Being one of the first people on the planet to light a Hanukkah candle every year is subtly amazing. New Zealand’s Jewish community celebrates more than just the Festival of Lights because of the country’s location, which is just west of the International Date Line. They let it open. The menorah flames that flicker to life on the 25th of Kislev in Wellington or Auckland are possibly the first in the world. It may seem insignificant, but for a community of less than 10,000 people in a nation of 5.5 million, that timing has significance that statistics cannot fully convey.
Contrary to popular belief, New Zealand has a long history of Jewish ancestry. In 1843, the first congregation was established in Wellington, and five years later, in Auckland. These were not provisional meetings. Jewish settlers built synagogues in Dunedin, Christchurch, Hokitika, Timaru, Nelson, and Hastings on both islands within a generation. Many of them, businesspeople and merchants who already had business connections to Australia and Britain, were drawn to the South Island gold rush of the 1860s. In 1873, Julius Vogel became the nation’s first Jewish prime minister. It’s not a footnote. Before it was even a full generation old, that community was punching well above its weight.
The persistence of its 19th-century character is what makes New Zealand’s Hanukkah observance so fascinating. The European custom of menorah lighting as a deeply domestic, family-centered ritual was brought to North America by early Jewish settlers. This custom predated the more commercialized and publicized version of the holiday that would later emerge in North America. Due in part to the cultural significance of Christmas, Hanukkah’s popularity in the US increased dramatically during the 20th century, absorbing public menorah displays and gift-giving customs. The Jewish community in New Zealand, which was geographically remote and kept small by stringent immigration laws, did not experience the same change. Here, the celebration stayed more true to its original form: children recounted the Maccabees story without the copious amounts of wrapping paper, candles were lit at home, and prayers were said in small synagogues.

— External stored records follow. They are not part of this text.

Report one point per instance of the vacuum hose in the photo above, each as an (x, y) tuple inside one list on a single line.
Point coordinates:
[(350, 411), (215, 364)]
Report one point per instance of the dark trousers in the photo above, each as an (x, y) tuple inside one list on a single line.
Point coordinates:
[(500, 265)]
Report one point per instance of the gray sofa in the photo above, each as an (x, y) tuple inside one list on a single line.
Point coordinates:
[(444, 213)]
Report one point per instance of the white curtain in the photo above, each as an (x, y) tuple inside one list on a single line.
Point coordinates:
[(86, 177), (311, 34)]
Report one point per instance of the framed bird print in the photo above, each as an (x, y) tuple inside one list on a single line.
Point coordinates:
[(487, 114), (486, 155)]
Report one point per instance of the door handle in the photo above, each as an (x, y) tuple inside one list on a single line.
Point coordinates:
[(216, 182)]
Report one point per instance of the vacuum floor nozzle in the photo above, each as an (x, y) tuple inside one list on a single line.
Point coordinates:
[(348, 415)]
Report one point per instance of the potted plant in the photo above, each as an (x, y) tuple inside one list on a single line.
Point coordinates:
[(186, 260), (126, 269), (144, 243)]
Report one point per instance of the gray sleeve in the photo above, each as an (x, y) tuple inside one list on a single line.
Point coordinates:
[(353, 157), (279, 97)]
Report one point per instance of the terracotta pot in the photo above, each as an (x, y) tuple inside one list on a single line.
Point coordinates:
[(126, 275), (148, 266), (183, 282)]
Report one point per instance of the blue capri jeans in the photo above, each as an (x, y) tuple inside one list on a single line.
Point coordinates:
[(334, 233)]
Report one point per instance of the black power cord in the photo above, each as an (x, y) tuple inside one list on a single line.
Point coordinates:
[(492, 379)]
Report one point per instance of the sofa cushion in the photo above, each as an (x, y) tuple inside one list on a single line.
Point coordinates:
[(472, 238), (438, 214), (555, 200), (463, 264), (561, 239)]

It wasn’t always voluntary to be isolated. To put it simply, New Zealand’s immigration laws during the Holocaust were heartless. The government did not consider European Jews to be refugees, and the Comptroller of Customs at the time publicly declared that non-Jewish applicants were “a more suitable type of immigrant.” Approximately 1,100 Jewish refugees were able to enter the nation. Thousands of people were rejected. Despite the tireless efforts of the Auckland Jewish Welfare Society, the bureaucratic wall remained intact. It’s an underappreciated period of New Zealand history that influenced the community’s size and character for many years to come.

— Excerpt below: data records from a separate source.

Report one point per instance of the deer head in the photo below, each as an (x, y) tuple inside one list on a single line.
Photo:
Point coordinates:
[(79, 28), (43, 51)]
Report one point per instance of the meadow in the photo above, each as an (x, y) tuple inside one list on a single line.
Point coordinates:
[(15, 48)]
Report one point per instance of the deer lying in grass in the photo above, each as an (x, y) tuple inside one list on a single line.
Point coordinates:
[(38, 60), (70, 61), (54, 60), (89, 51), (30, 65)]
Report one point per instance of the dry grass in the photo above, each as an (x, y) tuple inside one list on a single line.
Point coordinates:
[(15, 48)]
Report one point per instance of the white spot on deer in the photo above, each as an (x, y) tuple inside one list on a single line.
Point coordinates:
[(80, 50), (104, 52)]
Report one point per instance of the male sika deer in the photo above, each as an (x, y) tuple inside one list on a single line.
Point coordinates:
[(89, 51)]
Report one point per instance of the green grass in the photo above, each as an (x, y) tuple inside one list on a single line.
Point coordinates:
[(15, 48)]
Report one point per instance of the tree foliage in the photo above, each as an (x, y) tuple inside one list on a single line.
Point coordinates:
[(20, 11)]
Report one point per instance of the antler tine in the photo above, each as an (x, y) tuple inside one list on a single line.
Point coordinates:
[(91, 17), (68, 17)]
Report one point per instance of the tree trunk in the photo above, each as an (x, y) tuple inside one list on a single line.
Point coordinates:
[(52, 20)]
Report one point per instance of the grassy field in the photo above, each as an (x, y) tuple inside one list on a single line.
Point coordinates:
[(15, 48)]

With smaller pockets in Christchurch and a few other cities, Auckland and Wellington are now the two major hubs of Jewish life. The New Zealand Jewish Council is in charge of the community’s network of cultural organizations, synagogues, and Jewish elementary school. In recent years, Chabad emissaries have become more visible, planning public menorah lightings that are reminiscent of the worldwide movement started by Rebbe Menachem Schneerson in 1973. Hours before sunset had even arrived in Israel, hundreds of people gathered in New Zealand in December 2025 to light the first Hanukkah candle.
However, there is a tension that is noteworthy. A much older, more subdued custom coexists with the public menorahs and neighborhood gatherings. Even though the furniture has changed, some families still light their hanukkiyah the same way their ancestors did when they arrived from London or Eastern Europe in the 1850s and 1860s: without fanfare, without social media posts, in living rooms that haven’t really changed in character. This persistence may be more related to simple continuity than to conscious preservation. Traditions are not disturbed by the same cultural forces that alter them elsewhere when you live in a small community at the bottom of the world. Reinvention is not being pushed by a critical mass.
Additionally, the community has produced people who are truly well-known across the country. From 1929 until 1946, Michael Myers was the first Jewish Chief Justice of New Zealand. From 2008 to 2016, Jewish-born John Key served as prime minister. These are proof that a small community of a few thousand people was able to integrate itself into a nation without losing its identity; they are not symbols of acceptance. It’s difficult to ignore the fact that this is the exact equilibrium that the Hanukkah tale honors: preserving one’s identity without retreating, interacting with society without becoming a part of it.
A silent declaration is made each December when the candles are lit in Wellington and Auckland before anywhere else in the world. Not dramatic, not loud. Just remain steady. Still burning at the edge of the map, this 19th-century tradition was brought across oceans by settlers, traders, and refugees. Even though no one would publicly refer to it as such, that perseverance is a kind of miracle for a community this small.